Na ocasião, desconsideramos a necessidade da criação de uma LEI ESPECÍFICA para normatizar eventual quarentena de brasileiros trazidos da China ou por qualquer razão considerados suspeitos de terem o vírus.
Se o Congresso Nacional não aprovar tal lei - e, caso aprove, algum partido político ou cidadão não ingressar na Justiça Federal contra a quarentena e um magistrado conceder liminar suspendendo a vigência da nova lei - a solução será deixar os suspeitos de estarem portando o coronavírus, juntos e misturados, com a população.
Ou postergar a volta ao Brasil dos nacionais que estão na China. Sabemos que logo o presidente Bolsonaro será acusado de estar se negando a resgatar os brasileiros ou ser compelido por determinação judicial a efetuar o repatriamento.
O sempre presente deputado Rodrigo Maia, para variar e de acordo com sua postura de 'dono' dos votos do Congresso, já declarou achar ser possível aprovar a nova lei na próxima semana. Todos esquecem que a situação é de EMERGÊNCIA NACIONAL podendo provocar mortes de inocentes - o que justifica que 'constituição cidadã' seja esquecida em caso específico.]
Por ser pêndulo não só da economia mundial como do comércio
planetário e das bolsas de mercados, a China conseguiu que a OMS não
recomendasse a interrupção de voos internacionais ao país nem sugerisse a
viajantes estrangeiros que mudassem de planos. Tarde demais e pouco
demais, como disseram os cientistas. Uma a uma as grandes empresas
aéreas cancelaram seus voos à China continental, mantendo apenas o tênue
cordão umbilical com Hong Kong. Um a um, países vizinhos fecharam
fronteiras e colocaram sob quarentena passageiros vindos da província de
Hubei. Os Estados Unidos deram o passo maior, proibindo a entrada de
todo estrangeiro que tenha estado na China há pouco tempo. Cingapura
cancelou a emissão de vistos para chineses. Como denominador comum, quase todos priorizam a retirada de seus cidadãos confinados em Hunan. Dependendo do grau de competência de cada governo, dos seus recursos, empenho, e poder de barganha junto a Pequim, voos fretados da aviação civil ou aviões militares têm retirado levas mistas de funcionários públicos e cidadãos comuns. Alguns governos, como o da Austrália, que ainda aguarda autorização para retirar 600 compatriotas, decidiu que quem já tiver diagnóstico positivo confirmado será deixado onde está. Os demais serão internados na remota Ilha Christmas, de triste histórico no tratamento de refugiados. Repatriados de outras nações, como da vizinha Nova Zelândia, pagarão apenas uma ínfima taxa fixa para conseguir voltar para casa.
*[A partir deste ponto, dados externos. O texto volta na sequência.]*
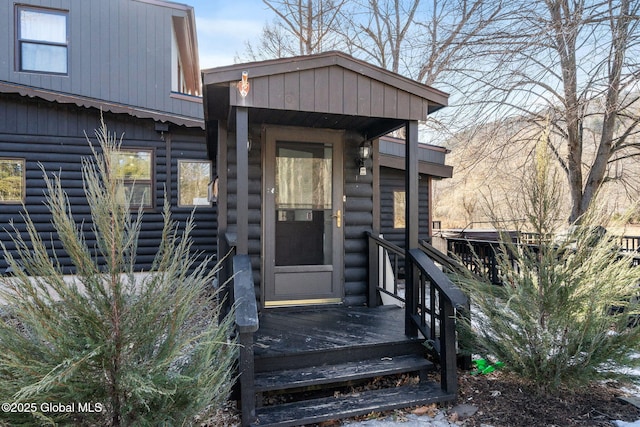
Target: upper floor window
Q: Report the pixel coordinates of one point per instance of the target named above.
(12, 180)
(135, 169)
(42, 40)
(185, 73)
(194, 177)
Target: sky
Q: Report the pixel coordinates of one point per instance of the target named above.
(223, 27)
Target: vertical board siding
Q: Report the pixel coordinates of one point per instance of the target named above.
(118, 51)
(53, 135)
(393, 180)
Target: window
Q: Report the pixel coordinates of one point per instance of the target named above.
(12, 183)
(42, 40)
(194, 177)
(399, 198)
(135, 168)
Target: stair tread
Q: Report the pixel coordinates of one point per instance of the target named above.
(340, 372)
(332, 408)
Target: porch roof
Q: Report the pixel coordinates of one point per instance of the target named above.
(328, 90)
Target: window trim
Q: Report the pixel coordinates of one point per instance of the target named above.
(19, 40)
(23, 188)
(180, 161)
(136, 181)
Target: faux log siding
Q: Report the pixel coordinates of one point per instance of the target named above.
(189, 144)
(392, 180)
(358, 219)
(255, 201)
(322, 90)
(53, 135)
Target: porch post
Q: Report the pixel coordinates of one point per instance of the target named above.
(242, 157)
(411, 223)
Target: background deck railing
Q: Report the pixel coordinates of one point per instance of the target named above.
(432, 302)
(479, 256)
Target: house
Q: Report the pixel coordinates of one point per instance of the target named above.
(389, 187)
(298, 148)
(135, 62)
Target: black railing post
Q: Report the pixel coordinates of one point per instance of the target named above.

O Brasil, que pretende ascender ao clube dos grandes na OCDE (Organização para a Cooperação e o Desenvolvimento Econômico), não costuma apresentar-se como parte do mundo desvalido e pedir socorro à OMS. Talvez devesse. A começar pela linguagem do chefe da nação ao tratar de tema tão crucial para o momento.
“Nós não temos uma lei de quarentena. Ao trazer brasileiros para cá, coloca em quarentena, mas qualquer ação judicial manda a gente tirar. Se não estiver tudo redondinho no Brasil, não vamos buscar ninguém. Quem vier para cá tem que se submeter aos trâmites”, informa Jair Bolsonaro. “Custa caro um voo desses. Ali, se for fretar um voo é acima de 500 mil dólares o custo”. Poderia começar cancelando todos os voos em jatinhos da FAB para integrantes do governo.
E começar a cuidar da saúde da nação.